Providing vulnerable people with a safe and stable place to live is important to enable them to overcome other issues. Stable low-cost housing can be the key to addressing issues such as chronic and/or generational unemployment, mental health or substance abuse issues and support for those escaping traumatic or abusive family situations. I note that the domestic and family violence prevention funding announced on 19 October included $52.5 million over four years for the Community Housing Innovation Fund, which is a partnership with the community housing sector to deliver 200 affordable housing properties for women experiencing domestic and family violence. That investment is welcome, but it is a drop in the ocean of demand for safe, secure and affordable housing.
The NSW Council of Social Service and many in the housing provider sector have been calling for 5,000 new social housing properties to be built every year for the next 10 years, and that is just to meet current demand. That is 100 times more than what is being proposed by this announcement. Again, this Premier's ideology threatens to make a bad situation worse. His commitment to so-called "asset recycling" is well known. In response to questions on notice lodged in the other place last year regarding the sale of public housing stock, the housing Minister replied:
All sales proceeds are reinvested in Land and Housing Corporation's capital programs, including capital maintenance, upgrading and new supply.
But the figures indicated that in every financial year since 2014-15 the revenue generated by the sale of public housing properties has far exceeded the funds invested in new stock. This has to mean that the remainder of revenue generated is being invested in capital maintenance and upgrading, but if properties are being sold at a rate higher than new properties are being built or otherwise acquired, what does the approach to asset recycling championed by the Premier mean for public housing? Looking to the long term, it means that more capital maintenance and upgrade funds will be available for fewer and fewer dwellings—a cycle of diminishing returns until the New South Wales Government will simply no longer maintain a portfolio of public housing properties.

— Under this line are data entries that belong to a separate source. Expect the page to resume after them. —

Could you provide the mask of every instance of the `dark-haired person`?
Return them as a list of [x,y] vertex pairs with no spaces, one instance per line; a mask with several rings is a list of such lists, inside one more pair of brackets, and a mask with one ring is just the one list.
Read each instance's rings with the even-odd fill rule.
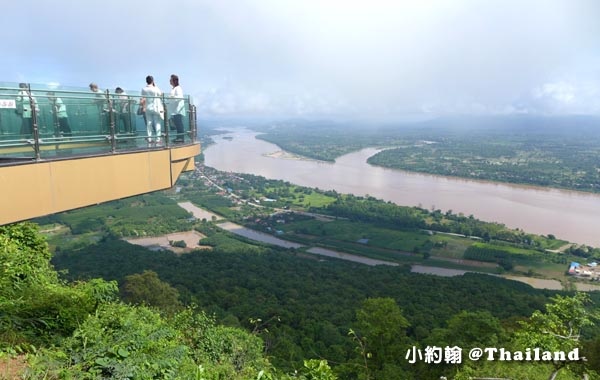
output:
[[183,89],[179,85],[179,76],[172,74],[171,79],[171,94],[169,95],[169,117],[173,119],[177,137],[173,140],[174,143],[182,143],[185,132],[183,130],[183,117],[185,116],[185,102],[183,98]]
[[100,123],[98,133],[103,134],[109,130],[109,116],[108,116],[108,103],[106,101],[106,94],[98,88],[98,85],[94,82],[89,85],[90,91],[94,94],[94,104],[98,109],[98,122]]
[[115,101],[115,109],[119,114],[119,120],[121,121],[123,132],[132,133],[133,130],[131,129],[131,99],[129,99],[129,96],[125,93],[125,91],[123,91],[121,87],[115,88],[115,94],[117,94],[117,99]]
[[161,123],[163,122],[165,110],[160,96],[162,91],[154,84],[154,77],[146,77],[146,87],[142,88],[142,102],[146,109],[146,129],[148,131],[148,143],[160,143]]

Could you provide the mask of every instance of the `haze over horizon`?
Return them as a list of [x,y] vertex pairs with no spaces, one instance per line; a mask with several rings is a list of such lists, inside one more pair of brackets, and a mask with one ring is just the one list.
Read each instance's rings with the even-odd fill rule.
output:
[[0,80],[137,91],[206,117],[600,115],[600,2],[7,3]]

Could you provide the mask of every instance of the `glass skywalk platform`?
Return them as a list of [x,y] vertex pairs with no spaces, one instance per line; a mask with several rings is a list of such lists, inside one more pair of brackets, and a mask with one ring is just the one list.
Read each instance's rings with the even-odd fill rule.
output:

What will happen to stock in areas where property prices have remained stable? Will they be left to decay, as so many homes in Windale have been, because this ideologically driven Premier does not see the point in investing in maintaining an asset he cannot recycle for a high enough price? The funding announced for new properties on 19 October does not come anywhere near the level of investment we need. This is a humanitarian crisis and the Premier's approach to it has so far been abysmal.